# ejuice in pretoria?



## toke (2/10/14)

does anyone know where i can get decent eJuice in pretoria? (montana/silverton/sinoville area) montana traders (fleamarkert )sells fake liqua and some REALLY BAD stuff called VAPE-AROMA :/ but i really cant vape that stuff.

Reactions: Agree 1


----------



## toke (2/10/14)

vape king pretoria agents 
: 701, 14th Avenue Gezina,
Pretoria - Tel: 076 061 2114

speak to debbie  thanks guys


----------



## rvdwesth (2/10/14)

toke said:


> does anyone know where i can get decent eJuice in pretoria? (montana/silverton/sinoville area) montana traders (fleamarkert )sells fake liqua and some REALLY BAD stuff called VAPE-AROMA :/ but i really cant vape that stuff.



It is horrible.
I was there one day, with a evic and Kayfun in my hand. I looked at a epipe in the display and the lady started rattling off that this is a e-cig but in pipe format, very unique bla bla bla.... so I let her finish her story while taking about 10 puffs on my device.
She then asks me if I smoke, I said no I vape and just lifted my device. Oh my word she said ;0

I bought a bottle or 2 of their juice just to try, but was very disappointing. It is almost unvapable, and VERY thin considering it is 100% VG.

Reactions: Agree 1


----------



## toke (2/10/14)

rvdwesth said:


> It is horrible.
> I was there one day, with a evic and Kayfun in my hand. I looked at a epipe in the display and the lady started rattling off that this is a e-cig but in pipe format, very unique bla bla bla.... so I let her finish her story while taking about 10 puffs on my device.
> She then asks me if I smoke, I said no I vape and just lifted my device. Oh my word she said ;0
> 
> I bought a bottle or 2 of their juice just to try, but was very disappointing. It is almost unvapable, and VERY thin considering it is 100% VG.
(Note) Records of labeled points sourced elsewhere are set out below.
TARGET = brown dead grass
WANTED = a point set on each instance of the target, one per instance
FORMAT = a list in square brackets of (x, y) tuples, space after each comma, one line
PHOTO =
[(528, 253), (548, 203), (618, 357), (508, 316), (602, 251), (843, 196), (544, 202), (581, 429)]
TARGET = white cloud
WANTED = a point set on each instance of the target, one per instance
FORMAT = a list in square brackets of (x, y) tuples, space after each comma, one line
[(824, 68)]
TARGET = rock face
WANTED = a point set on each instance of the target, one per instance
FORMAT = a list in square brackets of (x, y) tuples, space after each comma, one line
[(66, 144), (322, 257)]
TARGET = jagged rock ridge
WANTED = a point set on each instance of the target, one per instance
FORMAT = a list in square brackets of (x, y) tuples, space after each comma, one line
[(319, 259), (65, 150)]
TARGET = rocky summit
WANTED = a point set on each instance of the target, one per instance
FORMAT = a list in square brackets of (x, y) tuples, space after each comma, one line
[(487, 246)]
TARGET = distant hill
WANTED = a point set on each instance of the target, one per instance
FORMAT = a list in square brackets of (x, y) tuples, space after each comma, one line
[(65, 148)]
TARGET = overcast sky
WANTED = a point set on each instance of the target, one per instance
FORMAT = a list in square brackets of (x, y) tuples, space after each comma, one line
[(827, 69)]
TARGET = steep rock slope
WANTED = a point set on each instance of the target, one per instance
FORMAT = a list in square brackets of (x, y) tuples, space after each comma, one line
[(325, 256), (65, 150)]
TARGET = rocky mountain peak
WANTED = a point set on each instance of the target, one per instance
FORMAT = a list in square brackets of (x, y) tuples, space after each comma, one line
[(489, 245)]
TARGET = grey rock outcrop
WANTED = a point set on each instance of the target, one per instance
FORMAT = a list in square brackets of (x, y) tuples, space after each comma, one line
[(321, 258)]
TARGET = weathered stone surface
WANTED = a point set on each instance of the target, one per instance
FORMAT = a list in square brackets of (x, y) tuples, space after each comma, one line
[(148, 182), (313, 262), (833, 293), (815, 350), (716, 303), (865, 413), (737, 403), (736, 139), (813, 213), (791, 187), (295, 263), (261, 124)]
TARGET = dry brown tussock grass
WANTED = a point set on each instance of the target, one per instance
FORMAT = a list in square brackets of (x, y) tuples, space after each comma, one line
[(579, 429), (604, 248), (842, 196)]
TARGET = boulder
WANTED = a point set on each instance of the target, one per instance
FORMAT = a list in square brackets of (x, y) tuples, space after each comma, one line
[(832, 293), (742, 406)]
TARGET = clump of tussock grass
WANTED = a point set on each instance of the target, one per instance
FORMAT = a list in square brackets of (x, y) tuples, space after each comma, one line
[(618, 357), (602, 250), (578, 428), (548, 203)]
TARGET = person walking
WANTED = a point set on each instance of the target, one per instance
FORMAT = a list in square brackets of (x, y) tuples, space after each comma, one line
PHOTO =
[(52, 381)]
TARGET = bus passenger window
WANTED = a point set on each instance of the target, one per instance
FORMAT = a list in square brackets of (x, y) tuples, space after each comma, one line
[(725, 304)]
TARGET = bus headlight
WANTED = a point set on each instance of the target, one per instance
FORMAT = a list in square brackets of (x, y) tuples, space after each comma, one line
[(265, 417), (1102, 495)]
hahaha!  yeah i refuse to support those ppl anymore, specially after seeing their prices on some of their hardware 

so by that i take it your local supplier is VK ?


----------



## Andre (2/10/14)

www.skybluevaping.co.za
www.eciggies.co.za
http://thesteamery.co.za/

Reactions: Like 1


----------



## rvdwesth (2/10/14)

toke said:


> hahaha!  yeah i refuse to support those ppl anymore, specially after seeing their prices on some of their hardware
> 
> so by that i take it your local supplier is VK ?



I Import some stuff from Cape Town and the USA. 
I also buy online and ship from the other local guys.
I support VK, eciggies in Moreletta and Skyblue in Centurion.


----------